= Hyas =

Son of Atlas in Greek mythology

Hyas (Ὑάς, /el/; /ˈhaɪ.əs/), in Greek mythology, was a Boeotian who was regarded as the ancestor of the ancient Hyantes (Ὕαντες), who were the aboriginal inhabitants of Boeotia.

== Family ==
Hyas was the son of the Titan Atlas and either of the Oceanids, Pleione or Aethra, thus brother to the Pleiades and Hyades. In one account, Hyas instead was called the father of the Hyades by Boeotia.

== Mythology ==

=== Death ===
Hyas was a notable archer who was killed by his intended prey. Some stories have him dying after attempting to rob a lion of its cubs.
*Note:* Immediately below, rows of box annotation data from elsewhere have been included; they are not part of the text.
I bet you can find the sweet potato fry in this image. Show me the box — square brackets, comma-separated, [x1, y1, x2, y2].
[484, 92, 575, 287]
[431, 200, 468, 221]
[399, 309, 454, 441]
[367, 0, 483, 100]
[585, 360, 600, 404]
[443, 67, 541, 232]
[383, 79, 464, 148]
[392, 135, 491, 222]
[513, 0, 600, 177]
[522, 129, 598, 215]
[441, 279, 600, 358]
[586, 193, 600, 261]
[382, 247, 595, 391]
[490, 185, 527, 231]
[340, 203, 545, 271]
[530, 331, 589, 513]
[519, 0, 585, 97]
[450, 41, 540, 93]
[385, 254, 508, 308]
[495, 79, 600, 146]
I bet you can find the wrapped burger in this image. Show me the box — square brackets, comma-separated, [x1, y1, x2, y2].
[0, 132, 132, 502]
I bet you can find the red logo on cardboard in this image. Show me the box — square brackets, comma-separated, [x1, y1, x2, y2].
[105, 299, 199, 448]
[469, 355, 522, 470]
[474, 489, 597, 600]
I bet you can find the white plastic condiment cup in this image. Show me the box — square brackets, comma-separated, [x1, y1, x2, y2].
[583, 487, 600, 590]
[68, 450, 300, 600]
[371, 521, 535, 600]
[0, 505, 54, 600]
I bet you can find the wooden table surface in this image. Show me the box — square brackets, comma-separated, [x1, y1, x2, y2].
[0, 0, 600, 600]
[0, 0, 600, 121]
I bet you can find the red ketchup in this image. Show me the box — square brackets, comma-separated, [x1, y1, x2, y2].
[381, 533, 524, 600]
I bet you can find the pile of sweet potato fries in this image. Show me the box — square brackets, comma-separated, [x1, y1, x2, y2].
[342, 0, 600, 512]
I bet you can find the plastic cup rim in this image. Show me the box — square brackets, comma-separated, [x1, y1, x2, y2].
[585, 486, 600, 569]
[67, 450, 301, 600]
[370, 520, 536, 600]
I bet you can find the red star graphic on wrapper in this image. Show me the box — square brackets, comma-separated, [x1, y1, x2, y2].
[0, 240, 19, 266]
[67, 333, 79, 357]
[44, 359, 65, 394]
While his [i.e. Hyas] beard was fresh, stags trembled in terror before him, and the hare was welcome prey. But when years matured his manhood, he breavely closed with the shaggy lioness and the boar. He sought the lair and brood of the whelped lioness and was bloody prey to the Libyan beast.Some have Hyas killed by a serpent, but most commonly he is said to have been gored by a wild boar. His sisters, the Hyades, mourned his death with so much vehemence and dedication that they died of grief. Zeus, in recognition of their familial love, took pity upon them and changed them into stars—the constellation Hyades—and placed them in the head of Taurus, where their annual rising and setting are accompanied by plentiful rain.His {i.e. Hyas]] mother [Aethra] sobbed for Hyas, his sad sisters sobbed and Atlas, whose neck would haul the world. The sisters surpassed both parents in pious love and won heaven. Their name is from Hyas."

=== Interpretation ===
The mythological use for a Hyas, apparently a back formation from Hyades, may simply have been to provide a male figure to consort with the archaic rain-nymphs, the Hyades, a chaperone responsible for their behavior, as all the archaic sisterhoods— even the Muses— needed to be controlled under the Olympian world-picture. In fact among the poets it is immaterial whether Hyas is described as their father or their brother. And his death gave these weepy rain-nymphs a cause for their weeping, mourning for a male being an acceptably passive female role in the patriarchal culture of the Hellenes. Hyas had no separate existence except as progenitor/guardian of the Hyantes, neither in mythic narrative nor in rite, even the alternative accounts of his demise being somewhat conventional and interchangeable: compare the death of Meleager or Actaeon.

== Hyantes ==
The Hyantes, descendants of Hyas, was the former name of the Boeoitians, who were expelled from Boeotia by the Phoenicians led by Cadmus. Into late Classical times (as by Pausanias, for example), Cadmus was remembered as having been a Phoenician, or at least backed by a Phoenician army.

Some of the Hyantes are said to have emigrated to isolated and pastoral Phocis, where they founded Hyampolis. Others supposedly fled to Aetolia, another region that retained a primitive character into Classical times.